Reputation:
I've never done searching from MYSQL before, but I need to implement a search. I have three tables: articles
, articles_tags
, and tags
.
The table articles
holds the first thing I would like to search on, the title
field.
The table articles_tags
is a pivot table which relates articles
and tags
together. articles_tags
has two fields, that are: articles_id
and tag_id
.
And, the table tags
holds the second thing I would like to search on, the name
field.
My problem is, I need a way to search the title
field, and each of the tags that relate to that article (tags.name
) and return a relevancy (or sort by relevancy) for the specific article.
What would be a good way to implement this? I'm pretty sure it can't be done from just one query so two queries, and then mixing
the relevancies together, would be ok.
Thanks.
Edit: Forgot to say, if I could give more weighting to matching a tag than matching a word in the title, that would be awesome. I'm not really asking for anyone to write the thing, but give me some direction. I'm a bit of a newbie in both PHP and MySQL.
Upvotes: 5
Views: 2894
Reputation: 475
This quick demo query is far from optimized but should be a good starting point
SELECT * FROM
(SELECT a.id, a.title,
MATCH (a.title) AGAINST ('$s_search_term') AS title_score,
SUM(MATCH (t.name) AGAINST ('$s_search_term')
) AS tag_score
FROM articles AS a
LEFT JOIN articles_tags AS at
ON a.id = at.article_id
LEFT JOIN tags AS t
ON t.id = at.tag_id
WHERE MATCH (a.title) AGAINST ('$s_search_term')

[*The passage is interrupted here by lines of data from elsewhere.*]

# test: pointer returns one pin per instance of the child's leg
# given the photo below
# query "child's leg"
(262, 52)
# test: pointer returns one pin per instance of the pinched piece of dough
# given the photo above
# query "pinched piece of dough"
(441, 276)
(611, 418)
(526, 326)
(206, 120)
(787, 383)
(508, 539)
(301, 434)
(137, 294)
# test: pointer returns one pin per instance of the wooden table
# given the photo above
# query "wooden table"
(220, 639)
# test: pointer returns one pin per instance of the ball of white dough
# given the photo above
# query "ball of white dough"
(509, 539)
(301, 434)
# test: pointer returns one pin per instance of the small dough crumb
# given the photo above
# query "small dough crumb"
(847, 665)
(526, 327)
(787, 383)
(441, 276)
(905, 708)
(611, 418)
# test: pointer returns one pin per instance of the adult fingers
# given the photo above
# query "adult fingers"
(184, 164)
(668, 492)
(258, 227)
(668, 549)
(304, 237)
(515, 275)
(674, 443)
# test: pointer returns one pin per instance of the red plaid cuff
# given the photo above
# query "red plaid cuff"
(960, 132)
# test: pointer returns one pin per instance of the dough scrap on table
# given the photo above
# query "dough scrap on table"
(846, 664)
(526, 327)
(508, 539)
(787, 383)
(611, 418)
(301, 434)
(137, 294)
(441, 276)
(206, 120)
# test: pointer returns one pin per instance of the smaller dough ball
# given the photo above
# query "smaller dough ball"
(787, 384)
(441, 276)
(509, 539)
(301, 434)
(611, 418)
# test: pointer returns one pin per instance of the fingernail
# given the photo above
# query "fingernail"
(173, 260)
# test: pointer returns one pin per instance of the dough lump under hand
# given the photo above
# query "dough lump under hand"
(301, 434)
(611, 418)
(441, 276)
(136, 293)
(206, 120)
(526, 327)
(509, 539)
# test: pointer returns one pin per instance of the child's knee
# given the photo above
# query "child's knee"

OR MATCH (t.name) AGAINST ('$s_search_term')
GROUP BY a.id) AS table1
ORDER BY 2*tag_score + title_score DESC
You may want to normalize tag_score by dividing it by COUNT(t.id). Sorry but it's easier to give the query than to explain how to make it.
Upvotes: 0
Reputation: 13929
Is it worth at this time, recommending that you look at offloading the job of search to something that is actually written just for that purpose?
In our products, we use MySQL to store data, but index all of our data with Lucene (via Solr - but that's irrelevant).
It's worth giving it a look into, because it's relatively simple to set up, it's very powerful and it's a lot easier than trying to manipulate the database into doing what you want.
Sorry this isn't a direct answer to the question, I just feel that this kind of thing is always worth mentioning in this scenario :)
Upvotes: 2
Reputation: 1510
Here is how I have done this in the past. It looks slow, but I think you will find it is not.
I added a little complexity to show what else can easily be done. In this example an article will get 1 point for a partial title match, 2 points for a partial tag match, 3 points for an exact tag match, and 4 points for an exact title match. It then adds those up and sorts by the score.
SELECT
a.*,
SUM(
CASE WHEN a.title LIKE '%keyword%' THEN 1 ELSE 0 END
+
CASE WHEN t.name LIKE '%keyword%' THEN 2 ELSE 0 END
+
CASE WHEN t.name = 'keyword' THEN 3 ELSE 0 END
+
CASE WHEN a.title = 'keyword' THEN 4 ELSE END
) AS score
FROM article a, articles_tags at, tags t
WHERE a.id = at.article_id
AND at.tag_id=t.id
AND (a.title LIKE '%keyword%' OR t.name LIKE '%keyword%')
GROUP BY a.id
ORDER BY score;
NOTES: This will not return articles without tags. I used simple joins to reduce the noise in the query and highlight just what is doing the scoring. To include articles without tags just make the joins left joins.
Upvotes: 1
Reputation: 6140
You might want to look into sphinx, http://www.sphinxsearch.com/
Upvotes: 0
Reputation: 562250
Starting from the answer given by @james.c.funk but making some changes.
SELECT a.id, a.title,
MATCH (a.title) AGAINST (?) AS relevance
FROM articles AS a
LEFT OUTER JOIN (articles_tags AS at
JOIN tags AS t ON (t.id = at.tag_id AND t.name = ?))
ON (a.id = at.article_id)
WHERE MATCH (a.title) AGAINST (? IN BOOLEAN MODE)
ORDER BY IF(t.name IS NOT NULL, 1.0, relevance) DESC;
I assume you want tag matches to match against the full string, instead of using a fulltext search.
Also using one left outer join instead of two, because if a join to articles_tags
is satisfied, then surely there is a tag. Put the tag name comparison inside the join condition instead of in the WHERE
clause.
The boolean mode makes MATCH()
returns 1.0 on a match, which makes it useless as a measure of relevance. So do an extra comparison in the select-list to calculate the relevance. This value is between 0.0 and 1.0. Now we can make a tag match sort higher by treating it as having relevance of 1.0.
Upvotes: 2